From:  Lee Lady
To:  Someone
Date:  Fri, 23 Aug 1996

 


>I wonder if crypticism is one of the hallmarks of story-telling . . . what
>one leaves out is key.

This is what some critics identify as the defining trait of "minimalism" in fiction. I've learned this by reading a bunch of criticism about Ann Beattie. At first, I didn't get the point of her stories at all. Now, .... Let's just say that I'm working on it.

No, let me say that in fact I now do sort of understand what's good in Ann Beattie's stories. And I can also see why a lot of the criticism about her completely misses the point. I found that reading a couple of interviews with her was much more enlightening to me than almost any of the criticism.

This was partly because I can relate to what she says as a writer myself, albeit one who doesn't write that much. A lot of her critics don't seem to understand anything at all about how people actually write things. And they miss what's really good about her.

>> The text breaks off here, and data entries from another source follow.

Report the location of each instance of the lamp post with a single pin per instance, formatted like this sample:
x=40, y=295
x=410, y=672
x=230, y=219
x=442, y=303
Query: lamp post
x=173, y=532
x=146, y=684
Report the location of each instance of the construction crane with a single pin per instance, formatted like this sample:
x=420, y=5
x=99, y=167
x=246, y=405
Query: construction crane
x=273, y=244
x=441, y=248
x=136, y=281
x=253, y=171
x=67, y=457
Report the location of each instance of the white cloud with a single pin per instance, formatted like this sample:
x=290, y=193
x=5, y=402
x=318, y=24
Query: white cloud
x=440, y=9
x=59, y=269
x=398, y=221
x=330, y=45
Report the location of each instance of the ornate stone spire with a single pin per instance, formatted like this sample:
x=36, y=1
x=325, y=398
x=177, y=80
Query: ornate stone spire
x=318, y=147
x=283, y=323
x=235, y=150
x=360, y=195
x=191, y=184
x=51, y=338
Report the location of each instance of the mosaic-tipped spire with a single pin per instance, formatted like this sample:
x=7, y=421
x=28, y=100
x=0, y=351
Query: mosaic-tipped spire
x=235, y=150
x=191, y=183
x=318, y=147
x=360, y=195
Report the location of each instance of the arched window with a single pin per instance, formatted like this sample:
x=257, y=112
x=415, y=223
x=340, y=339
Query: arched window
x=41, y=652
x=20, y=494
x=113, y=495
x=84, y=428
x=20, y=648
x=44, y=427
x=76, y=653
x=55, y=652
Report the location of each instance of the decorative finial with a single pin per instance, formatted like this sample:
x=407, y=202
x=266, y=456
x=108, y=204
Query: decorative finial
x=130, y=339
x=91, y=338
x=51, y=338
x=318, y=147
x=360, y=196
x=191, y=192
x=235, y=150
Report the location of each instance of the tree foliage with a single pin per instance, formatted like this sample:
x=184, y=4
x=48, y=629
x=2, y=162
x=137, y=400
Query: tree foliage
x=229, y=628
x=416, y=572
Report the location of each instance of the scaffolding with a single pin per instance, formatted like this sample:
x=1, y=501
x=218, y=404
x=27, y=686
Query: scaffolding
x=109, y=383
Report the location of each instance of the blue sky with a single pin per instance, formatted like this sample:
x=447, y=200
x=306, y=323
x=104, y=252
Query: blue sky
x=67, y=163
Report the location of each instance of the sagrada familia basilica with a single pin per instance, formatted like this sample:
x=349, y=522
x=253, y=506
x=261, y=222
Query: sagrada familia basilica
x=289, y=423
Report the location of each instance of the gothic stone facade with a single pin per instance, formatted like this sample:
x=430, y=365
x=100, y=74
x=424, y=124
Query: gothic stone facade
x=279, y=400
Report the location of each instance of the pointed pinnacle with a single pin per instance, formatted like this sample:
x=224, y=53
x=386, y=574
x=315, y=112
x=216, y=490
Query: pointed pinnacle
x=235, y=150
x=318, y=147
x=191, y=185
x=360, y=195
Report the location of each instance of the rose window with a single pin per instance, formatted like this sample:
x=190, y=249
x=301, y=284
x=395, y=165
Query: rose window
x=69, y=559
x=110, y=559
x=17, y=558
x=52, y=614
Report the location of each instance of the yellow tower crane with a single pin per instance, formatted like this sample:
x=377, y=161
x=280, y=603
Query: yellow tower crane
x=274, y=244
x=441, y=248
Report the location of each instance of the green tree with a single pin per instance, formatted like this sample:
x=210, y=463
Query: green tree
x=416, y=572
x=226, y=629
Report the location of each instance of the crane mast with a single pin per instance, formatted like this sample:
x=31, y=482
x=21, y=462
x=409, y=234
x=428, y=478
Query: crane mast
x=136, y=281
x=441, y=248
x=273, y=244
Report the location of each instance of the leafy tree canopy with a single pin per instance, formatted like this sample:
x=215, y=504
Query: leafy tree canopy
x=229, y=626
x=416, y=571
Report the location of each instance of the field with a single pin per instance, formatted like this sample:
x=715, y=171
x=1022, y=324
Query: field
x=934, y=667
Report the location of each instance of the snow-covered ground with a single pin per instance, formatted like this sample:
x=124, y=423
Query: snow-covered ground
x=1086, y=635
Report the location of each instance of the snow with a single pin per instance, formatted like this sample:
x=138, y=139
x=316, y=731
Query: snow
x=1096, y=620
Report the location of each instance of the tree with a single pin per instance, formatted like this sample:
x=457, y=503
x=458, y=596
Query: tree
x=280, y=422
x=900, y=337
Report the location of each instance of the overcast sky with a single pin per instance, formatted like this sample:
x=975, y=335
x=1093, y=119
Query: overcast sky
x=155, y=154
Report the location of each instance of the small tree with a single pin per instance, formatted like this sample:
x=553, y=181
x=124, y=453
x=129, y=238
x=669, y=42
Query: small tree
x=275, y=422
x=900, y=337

Gee, I wish I had you here to talk about this with. I know that what I'm saying can't be that original, and yet when I read a lot of criticism, it seems like many academic critics just don't understand it. Last semester, I was trying to read some criticism of Wallace Stevens, and in particular I spent a lot of time trying to figure out what Harold Bloom was saying about "Dominion in Black." And while I think Bloom's insights are fascinating, I don't think they have anything to do with what Stevens actually had in mind when writing the poem.

It's like.... Some people can pick up a piece of driftwood on the beach, and look at it and find all sorts of "interpretations," and see lots of fascinating things in it. And it's really great to be able to do this, but one shouldn't get confused and think that what one sees corresponds to some sort of intentionality inherent in the driftwood.

Now some pieces of driftwood are much more meaningful than others. The best pieces lend themselves to many different interpretations, all of which seem at least in large part justified by the actual shape of the wood and the markings on it.

In the same way, a really good poem or story might justify a whole lot of different interpretations. But the real quality of the poem/story is something that is, um, anterior/more primitive/more basic than these interpretations. It's not that the poem/story is random, or that there is no author's intention. But I believe that the author's intention is on a different level than the level of interpretation.

The author him/herself may have a preferred interpretation, but this is often something that the author has discovered after the fact (just as, in life, the "intentions" behind our actions are often things we ascribe a posteriori rather than things we were consciously aware of at the time we acted). And then in some cases, the author may have gone back and further revised his work in order to support his own interpretation, but I think that a lot of the very best writers are able to restrain themselves from doing this.